This is the second project of self-driving cars engineer nanodegree. In this project we will recognize german traffic signs.
The goals / steps of this project are the following:
- Load the data set (see below for links to the project data set)
- Explore, summarize and visualize the data set
- Design, train and test a model architecture
- Use the model to make predictions on new images
- Analyze the softmax probabilities of the new images
- Summarize the results with a written report
Data Set Summary & Exploration
In this project, we use a german traffic sign dataset from German Dataset.
The code was tested on Google Colaboratory Platform. Check the Colaboratory Notebook.
1. Download the dataset:
import urllib.request
print('Beginning file download...')
url = 'https://s3-us-west-1.amazonaws.com/udacity-selfdrivingcar/traffic-signs-data.zip'
urllib.request.urlretrieve(url, './traffic-signs-data.zip')
2. Then, unzip the files in the root folder:
import zipfile
import os
print('Beginning file unzip')
zip_ref = zipfile.ZipFile('./traffic-signs-data.zip', 'r')
zip_ref.extractall('./')
zip_ref.close()
print('Done')
os.listdir("./")
3. The dataset is a pickled data. So, we use the next code to load the data
# Load pickled data
import pickle
# TODO: Fill this in based on where you saved the training and testing data
training_file = './train.p'
validation_file= './valid.p'
testing_file = './test.p'
with open(training_file, mode='rb') as f:
train = pickle.load(f)
with open(validation_file, mode='rb') as f:
valid = pickle.load(f)
with open(testing_file, mode='rb') as f:
test = pickle.load(f)
X_train, y_train = train['features'], train['labels']

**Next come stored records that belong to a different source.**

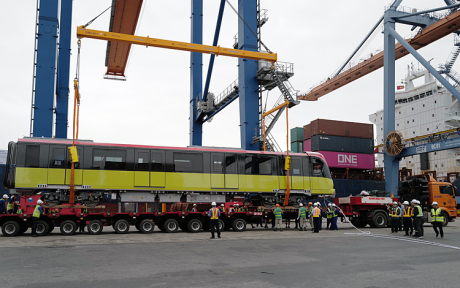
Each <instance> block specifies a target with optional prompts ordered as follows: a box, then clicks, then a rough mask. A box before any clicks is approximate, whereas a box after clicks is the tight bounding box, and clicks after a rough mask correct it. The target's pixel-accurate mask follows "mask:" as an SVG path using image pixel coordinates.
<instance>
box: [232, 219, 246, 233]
mask: <svg viewBox="0 0 460 288" xmlns="http://www.w3.org/2000/svg"><path fill="white" fill-rule="evenodd" d="M232 228H233V231H236V232H243V231H244V230H246V221H244V220H243V219H241V218H237V219H235V220H233V222H232Z"/></svg>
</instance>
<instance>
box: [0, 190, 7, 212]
mask: <svg viewBox="0 0 460 288" xmlns="http://www.w3.org/2000/svg"><path fill="white" fill-rule="evenodd" d="M7 199H8V195H6V194H5V195H3V197H2V199H0V214H6V205H5V201H6V200H7Z"/></svg>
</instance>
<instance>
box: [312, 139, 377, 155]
mask: <svg viewBox="0 0 460 288" xmlns="http://www.w3.org/2000/svg"><path fill="white" fill-rule="evenodd" d="M311 151H333V152H348V153H362V154H373V153H374V139H364V138H351V137H341V136H331V135H315V136H313V137H312V138H311Z"/></svg>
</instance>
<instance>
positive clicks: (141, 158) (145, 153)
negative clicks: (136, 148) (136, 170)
mask: <svg viewBox="0 0 460 288" xmlns="http://www.w3.org/2000/svg"><path fill="white" fill-rule="evenodd" d="M136 170H137V171H149V152H139V153H138V154H137V161H136Z"/></svg>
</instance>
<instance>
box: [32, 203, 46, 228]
mask: <svg viewBox="0 0 460 288" xmlns="http://www.w3.org/2000/svg"><path fill="white" fill-rule="evenodd" d="M42 204H43V201H42V200H40V199H38V201H37V205H36V206H35V210H34V213H33V214H32V235H31V236H32V237H37V236H38V235H37V223H38V218H40V215H41V214H44V213H43V208H42V206H41V205H42Z"/></svg>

X_valid, y_valid = valid['features'], valid['labels']
X_test, y_test = test['features'], test['labels']
4. I used the pandas library to calculate summary statistics of the traffic signs data set:
import numpy as np
import pandas as pd
### Replace each question mark with the appropriate value.
### Use python, pandas or numpy methods rather than hard coding the results
# TODO: Number of training examples
n_train = X_train.shape[0]
# TODO: Number of validation examples
n_validation = X_valid.shape[0]
# TODO: Number of testing examples.
n_test = X_test.shape[0]
# TODO: What's the shape of an traffic sign image?

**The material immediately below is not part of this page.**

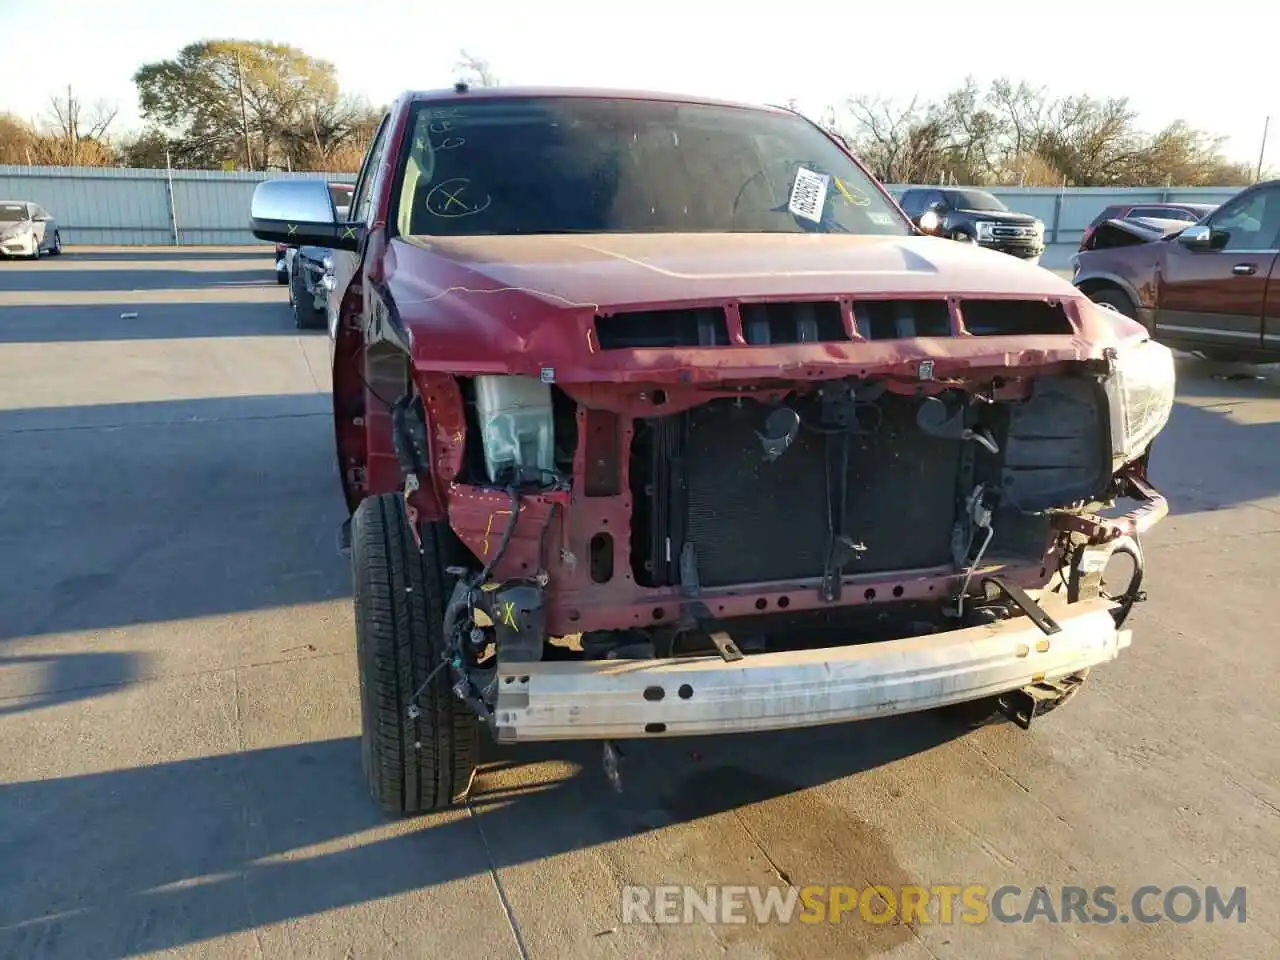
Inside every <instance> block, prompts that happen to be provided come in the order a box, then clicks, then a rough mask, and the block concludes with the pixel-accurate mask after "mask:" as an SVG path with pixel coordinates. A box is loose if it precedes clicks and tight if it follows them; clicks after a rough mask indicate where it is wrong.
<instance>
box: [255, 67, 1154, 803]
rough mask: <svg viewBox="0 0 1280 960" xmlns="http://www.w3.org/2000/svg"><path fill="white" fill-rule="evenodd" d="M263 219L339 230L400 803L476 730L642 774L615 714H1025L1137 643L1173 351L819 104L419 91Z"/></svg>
mask: <svg viewBox="0 0 1280 960" xmlns="http://www.w3.org/2000/svg"><path fill="white" fill-rule="evenodd" d="M251 216H252V229H253V233H255V234H256V236H257V237H260V238H262V239H269V241H288V242H292V243H315V244H320V246H326V247H332V248H334V250H335V251H339V253H335V266H334V270H335V282H337V289H338V293H339V294H340V307H339V312H338V332H337V340H335V344H334V357H333V404H334V428H335V435H337V453H338V466H339V471H340V476H342V484H343V489H344V492H346V498H347V504H348V507H349V509H351V513H352V516H351V520H349V525H348V527H347V534H346V539H347V543H348V545H349V552H351V558H352V566H353V575H355V607H356V641H357V652H358V664H360V686H361V703H362V717H364V758H365V769H366V773H367V777H369V781H370V786H371V788H372V791H374V794H375V796H376V797H378V799H379V800H380V801H381V803H383V804H384V805H385V806H387V808H389V809H392V810H396V812H403V813H412V812H420V810H426V809H431V808H436V806H440V805H444V804H448V803H451V801H453V800H456V799H457V797H458V796H460V795H462V794H465V791H466V790H467V787H468V785H470V781H471V777H472V774H474V771H475V764H476V742H477V735H479V732H480V731H481V730H483V728H488V731H489V732H490V733H492V735H493V736H495V737H497V739H498V740H499V741H503V742H517V741H526V740H557V739H595V740H602V741H604V744H605V749H604V754H605V765H607V768H608V769H609V771H611V776H616V767H613V765H612V762H616V759H617V751H616V749H614V748H613V741H616V740H626V739H641V737H659V736H678V735H687V733H721V732H723V733H728V732H750V731H764V730H771V728H785V727H801V726H806V724H819V723H832V722H840V721H852V719H860V718H867V717H879V716H884V714H893V713H906V712H911V710H920V709H929V708H937V707H947V705H951V704H960V703H965V701H983V703H987V704H991V705H992V707H996V705H997V704H998V705H1000V707H1002V709H1004V710H1005V712H1006V713H1007V714H1009V716H1011V717H1012V718H1014V719H1016V721H1019V722H1020V723H1023V724H1027V723H1029V722H1030V718H1032V717H1033V716H1036V714H1037V713H1039V712H1043V710H1044V709H1047V708H1051V707H1055V705H1057V704H1059V703H1061V701H1062V700H1065V699H1068V698H1069V696H1071V695H1073V694H1074V692H1075V691H1076V689H1078V687H1079V685H1080V682H1082V681H1083V678H1084V676H1085V673H1087V672H1088V669H1089V668H1091V667H1093V666H1097V664H1101V663H1105V662H1108V660H1111V659H1114V658H1115V657H1116V655H1117V654H1119V652H1120V650H1121V649H1124V648H1125V646H1126V645H1128V644H1129V640H1130V634H1129V631H1128V630H1125V628H1123V623H1124V621H1125V617H1126V616H1128V613H1129V611H1130V608H1132V605H1133V603H1134V600H1137V599H1139V598H1140V571H1142V550H1140V547H1139V541H1138V538H1139V535H1140V534H1142V532H1143V531H1144V530H1146V529H1147V527H1149V526H1151V524H1153V522H1156V521H1157V520H1160V518H1161V517H1162V516H1164V513H1165V511H1166V507H1165V502H1164V499H1162V498H1161V497H1160V495H1158V494H1157V493H1156V492H1155V490H1153V489H1152V488H1151V486H1149V485H1148V481H1147V479H1146V463H1147V457H1148V453H1149V447H1151V443H1152V440H1153V438H1155V436H1156V434H1158V433H1160V430H1161V429H1162V428H1164V425H1165V422H1166V421H1167V417H1169V415H1170V410H1171V406H1172V398H1174V365H1172V360H1171V355H1170V352H1169V351H1167V349H1166V348H1165V347H1162V346H1160V344H1156V343H1153V342H1152V340H1151V339H1149V337H1148V335H1147V332H1146V330H1144V329H1143V328H1142V326H1140V325H1139V324H1137V323H1134V321H1133V320H1129V319H1126V317H1124V316H1120V315H1119V314H1116V312H1115V311H1112V310H1106V308H1103V307H1100V306H1097V305H1094V303H1092V302H1091V301H1089V300H1088V298H1087V297H1084V296H1083V294H1082V293H1079V292H1078V291H1075V289H1074V288H1073V287H1071V285H1070V284H1069V283H1066V282H1065V280H1061V279H1059V278H1057V276H1055V275H1053V274H1051V273H1048V271H1046V270H1041V269H1039V268H1036V266H1030V265H1027V264H1021V262H1018V261H1016V260H1014V259H1011V257H1006V256H1002V255H1000V253H995V252H991V251H984V250H977V248H973V247H968V246H963V244H956V243H950V242H947V241H943V239H937V238H932V237H925V236H920V234H919V233H918V232H916V230H915V228H913V227H911V224H910V221H909V220H908V219H906V218H905V216H904V215H902V212H901V210H899V207H897V206H896V205H895V204H893V202H892V200H891V198H890V197H888V195H887V193H886V192H884V191H883V189H882V187H881V186H879V184H878V183H876V182H874V180H873V179H872V178H870V177H869V175H868V174H867V173H865V170H864V169H863V168H861V166H860V165H859V164H858V163H856V161H855V160H854V159H852V157H851V156H850V155H849V154H847V152H846V151H845V148H844V147H842V146H841V145H840V143H838V142H837V141H836V140H833V138H832V137H829V136H828V134H827V133H826V132H823V131H822V129H820V128H819V127H817V125H814V124H813V123H810V122H809V120H806V119H804V118H803V116H800V115H797V114H794V113H790V111H787V110H782V109H772V108H768V109H767V108H753V106H742V105H735V104H723V102H714V101H707V100H695V99H675V97H669V96H662V95H644V93H627V92H607V91H556V90H502V88H490V90H484V91H479V90H466V88H465V87H458V88H454V90H452V91H440V92H431V93H406V95H403V96H402V97H401V99H398V100H397V101H396V104H394V105H393V106H392V108H390V110H389V111H388V115H387V118H385V119H384V120H383V124H381V128H380V129H379V132H378V136H376V140H375V141H374V145H372V147H371V148H370V152H369V156H367V157H366V160H365V164H364V169H362V170H361V173H360V177H358V180H357V186H356V193H355V198H353V204H352V207H351V220H349V221H343V223H337V221H335V216H334V211H333V206H332V204H330V201H329V195H328V191H326V189H325V187H324V184H323V183H319V182H315V180H292V179H282V180H271V182H266V183H262V184H260V186H259V188H257V192H256V193H255V196H253V202H252V214H251ZM335 296H337V294H335ZM1121 499H1124V500H1126V502H1128V500H1132V502H1133V504H1132V512H1129V513H1128V515H1124V516H1120V517H1112V518H1103V516H1102V511H1103V508H1105V507H1107V506H1108V504H1112V503H1114V502H1117V500H1121ZM1116 552H1120V553H1126V554H1129V556H1130V557H1132V562H1133V564H1134V570H1135V571H1137V572H1135V573H1134V576H1133V577H1132V579H1130V580H1129V582H1128V584H1123V585H1121V588H1120V589H1116V588H1114V586H1112V585H1105V584H1103V582H1102V576H1101V575H1102V570H1103V566H1105V564H1106V563H1107V561H1108V558H1111V557H1112V556H1114V554H1115V553H1116Z"/></svg>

image_shape = X_train.shape[1:]
# TODO: How many unique classes/labels there are in the dataset.
n_classes = len(np.unique(y_train))
print("Number of training examples =", n_train)
print("Number of testing examples =", n_test)

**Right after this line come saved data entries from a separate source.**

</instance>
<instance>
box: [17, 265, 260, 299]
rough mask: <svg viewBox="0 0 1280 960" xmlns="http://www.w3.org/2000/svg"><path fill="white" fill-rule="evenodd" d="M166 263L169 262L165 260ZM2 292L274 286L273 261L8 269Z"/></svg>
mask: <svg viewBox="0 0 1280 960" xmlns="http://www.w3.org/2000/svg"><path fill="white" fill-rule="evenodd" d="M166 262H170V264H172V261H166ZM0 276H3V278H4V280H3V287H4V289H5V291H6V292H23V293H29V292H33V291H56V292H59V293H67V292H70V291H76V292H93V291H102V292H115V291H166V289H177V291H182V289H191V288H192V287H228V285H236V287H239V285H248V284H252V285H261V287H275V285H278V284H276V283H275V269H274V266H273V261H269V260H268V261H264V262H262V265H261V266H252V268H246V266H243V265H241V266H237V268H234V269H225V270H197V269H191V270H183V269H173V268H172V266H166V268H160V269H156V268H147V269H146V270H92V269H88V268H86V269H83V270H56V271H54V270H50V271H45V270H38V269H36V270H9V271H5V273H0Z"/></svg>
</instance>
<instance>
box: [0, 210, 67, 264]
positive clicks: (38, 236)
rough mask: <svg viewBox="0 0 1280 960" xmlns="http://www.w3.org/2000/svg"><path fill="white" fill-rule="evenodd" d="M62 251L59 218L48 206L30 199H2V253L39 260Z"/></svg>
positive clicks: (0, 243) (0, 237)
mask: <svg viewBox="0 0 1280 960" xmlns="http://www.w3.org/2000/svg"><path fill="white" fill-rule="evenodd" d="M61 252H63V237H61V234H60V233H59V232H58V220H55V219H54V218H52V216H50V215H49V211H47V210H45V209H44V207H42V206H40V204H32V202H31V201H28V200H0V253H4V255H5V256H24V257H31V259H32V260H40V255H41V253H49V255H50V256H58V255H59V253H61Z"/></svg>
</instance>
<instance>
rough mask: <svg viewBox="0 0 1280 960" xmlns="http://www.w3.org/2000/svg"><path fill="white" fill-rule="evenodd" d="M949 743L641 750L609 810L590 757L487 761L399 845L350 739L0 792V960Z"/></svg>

print("Number of validation examples =", n_validation)
print("Image data shape =", image_shape)
print("Number of classes =", n_classes)
After run the code I got these statistics:
- Number of training examples = 34799
- Number of testing examples = 12630
- Number of validation examples = 4410
- Image data shape = (32, 32, 3)
- Number of classes = 43
5. In the next to blocks of code, I define two methods show_images(images, cols = 1, titles = None)
to show a group of images and select_random_images_by_classes(features, labels, n_features)
which selects a random image for each class (43 clases) and then I use those methods to see how is structured the dataset visually.
def show_images(images, cols = 1, titles = None):
"""Display a list of images in a single figure with matplotlib.
Parameters
---------
images: List of np.arrays compatible with plt.imshow.
cols (Default = 1): Number of columns in figure (number of rows is
set to np.ceil(n_images/float(cols))).
titles: List of titles corresponding to each image. Must have
the same length as titles.
"""
assert((titles is None)or (len(images) == len(titles)))
n_images = len(images)
if titles is None: titles = ['Image (%d)' % i for i in range(1,n_images + 1)]
fig = plt.figure(figsize=(2, 2))
for n, (image, title) in enumerate(zip(images, titles)):
a = fig.add_subplot(cols, np.ceil(n_images/float(cols)), n + 1)
a.grid(False)
a.axis('off')
if image.ndim == 2:
plt.gray()
plt.imshow(image, cmap='gray')
a.set_title(title)
fig.set_size_inches(np.array(fig.get_size_inches()) * n_images)
plt.show()
def select_random_images_by_classes(features, labels, n_features):
indexes = []
_classes = np.unique(labels);
while len(indexes) < len(_classes):
index = random.randint(0, n_features-1)
_class = labels[index]
for i in range(0, len(_classes)):
if _class == _classes[i]:
_classes[i] = -1
indexes.append(index)
break
images = []
titles = []
for i in range(0, len(indexes)):
images.append(features[indexes[i]])
titles.append("class " + str(labels[indexes[i]]))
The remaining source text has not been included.